SARAJEVO (Reuters) – Serbia donated 5,000 doses of the COVID-19 vaccine developed by Oxford University and AstraZeneca to the Bosniak-Croat region of neighbouring Bosnia on Tuesday, allowing it to start its inoculation campaign.
The Bosniak-Croat Federation, one of Bosnia’s two autonomous regions alongside the Serb republic, has ordered 1.2 million vaccine doses under the global COVAX vaccine-sharing scheme, and nearly 900,000 from the European Union, but has yet to receive any.
At Sarajevo airport, Serbia’s President Aleksandar Vucic handed over the vaccines to members of Bosnia’s tripartite presidency, Sefik Dzaferovic, Zeljko Komsic and Milorad Dodik, and pledged to send another batch of 5,000 doses in the coming days.
“I am happy that we can save … lives with vaccines, it is important and great thing,” Vucic told reporters. “Serbia is acting as a friend and a neighbour.”
Bosnia is the third former-Yugoslav republic to receive vaccines from Serbia after North Macedonia and Montenegro.
“When global multilateral mechanisms … have failed, President Vucic sent (us) an offer (for vaccines) and we have accepted it,” Dzaferovic said.
Bosnia’s Serb republic, which maintains close ties with Serbia, last month started inoculations with Russia’s Sputnik V vaccine. Belgrade also allocated 5,000 vaccine doses to administer to medical staff from the Serb republic in Serbia.

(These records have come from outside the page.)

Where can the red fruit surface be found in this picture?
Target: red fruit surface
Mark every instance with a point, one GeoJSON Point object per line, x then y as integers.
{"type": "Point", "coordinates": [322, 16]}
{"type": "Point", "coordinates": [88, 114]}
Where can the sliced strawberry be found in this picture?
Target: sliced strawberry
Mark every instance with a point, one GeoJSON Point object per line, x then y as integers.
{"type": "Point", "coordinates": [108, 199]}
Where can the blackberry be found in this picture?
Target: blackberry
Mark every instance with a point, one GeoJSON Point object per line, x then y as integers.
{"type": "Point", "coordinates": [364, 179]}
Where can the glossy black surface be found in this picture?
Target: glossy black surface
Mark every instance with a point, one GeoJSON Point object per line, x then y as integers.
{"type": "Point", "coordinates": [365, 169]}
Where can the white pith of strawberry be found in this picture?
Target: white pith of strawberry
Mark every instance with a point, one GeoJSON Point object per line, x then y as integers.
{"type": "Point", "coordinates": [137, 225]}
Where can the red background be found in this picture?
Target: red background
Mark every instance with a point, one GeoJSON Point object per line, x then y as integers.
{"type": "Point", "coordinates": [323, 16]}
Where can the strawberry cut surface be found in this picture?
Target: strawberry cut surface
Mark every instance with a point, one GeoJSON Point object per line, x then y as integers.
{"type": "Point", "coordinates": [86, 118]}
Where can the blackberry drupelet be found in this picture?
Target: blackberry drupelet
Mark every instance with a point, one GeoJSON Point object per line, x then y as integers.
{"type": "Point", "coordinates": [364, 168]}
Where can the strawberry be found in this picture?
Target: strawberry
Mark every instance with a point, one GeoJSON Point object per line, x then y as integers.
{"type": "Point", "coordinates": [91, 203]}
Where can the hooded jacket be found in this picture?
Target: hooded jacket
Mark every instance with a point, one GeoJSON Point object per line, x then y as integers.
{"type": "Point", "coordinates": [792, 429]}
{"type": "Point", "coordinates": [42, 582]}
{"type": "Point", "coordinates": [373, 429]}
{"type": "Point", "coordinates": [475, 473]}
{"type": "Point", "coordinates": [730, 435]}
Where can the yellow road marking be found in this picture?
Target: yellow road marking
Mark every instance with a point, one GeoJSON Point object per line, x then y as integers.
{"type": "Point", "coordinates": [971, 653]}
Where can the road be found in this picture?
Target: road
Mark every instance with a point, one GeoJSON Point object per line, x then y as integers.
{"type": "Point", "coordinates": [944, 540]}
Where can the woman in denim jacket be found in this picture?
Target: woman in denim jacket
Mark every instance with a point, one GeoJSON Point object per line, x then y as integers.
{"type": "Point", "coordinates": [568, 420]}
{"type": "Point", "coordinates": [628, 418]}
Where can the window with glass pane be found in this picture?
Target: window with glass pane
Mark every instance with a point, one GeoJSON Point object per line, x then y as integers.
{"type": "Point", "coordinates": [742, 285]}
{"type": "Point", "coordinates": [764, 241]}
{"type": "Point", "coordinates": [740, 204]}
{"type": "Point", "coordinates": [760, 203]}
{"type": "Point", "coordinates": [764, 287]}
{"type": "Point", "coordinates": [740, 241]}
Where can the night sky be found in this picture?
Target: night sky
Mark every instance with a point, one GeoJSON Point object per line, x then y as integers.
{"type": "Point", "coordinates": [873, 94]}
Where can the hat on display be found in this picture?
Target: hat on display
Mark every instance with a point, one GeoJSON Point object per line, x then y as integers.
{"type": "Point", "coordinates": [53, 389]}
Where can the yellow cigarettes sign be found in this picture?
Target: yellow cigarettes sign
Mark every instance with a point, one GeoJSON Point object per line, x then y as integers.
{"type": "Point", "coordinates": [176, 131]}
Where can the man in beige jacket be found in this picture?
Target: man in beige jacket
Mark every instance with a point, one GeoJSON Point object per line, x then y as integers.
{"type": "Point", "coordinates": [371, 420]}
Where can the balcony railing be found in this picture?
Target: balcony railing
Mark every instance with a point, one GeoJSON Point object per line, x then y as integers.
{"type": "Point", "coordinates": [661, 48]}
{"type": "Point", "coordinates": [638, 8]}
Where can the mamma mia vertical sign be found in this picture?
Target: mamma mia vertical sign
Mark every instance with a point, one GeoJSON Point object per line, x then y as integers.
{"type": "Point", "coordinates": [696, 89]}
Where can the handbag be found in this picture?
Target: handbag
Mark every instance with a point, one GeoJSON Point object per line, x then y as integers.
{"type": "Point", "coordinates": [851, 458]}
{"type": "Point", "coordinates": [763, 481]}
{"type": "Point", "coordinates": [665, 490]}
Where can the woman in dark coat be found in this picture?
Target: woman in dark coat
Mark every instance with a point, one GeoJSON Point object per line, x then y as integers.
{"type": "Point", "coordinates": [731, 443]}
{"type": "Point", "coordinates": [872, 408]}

Around 1 million people in Serbia have received at least one dose of a COVID-19 vaccine. In the wider Western Balkans region, inoculations are also underway in Montenegro, Macedonia and Albania, while Kosovo and the Bosniak-Croat Federation have still to launch their campaigns.
So far, Bosnia has recorded 130,979 cases of the new coronavirus and 5,071 deaths.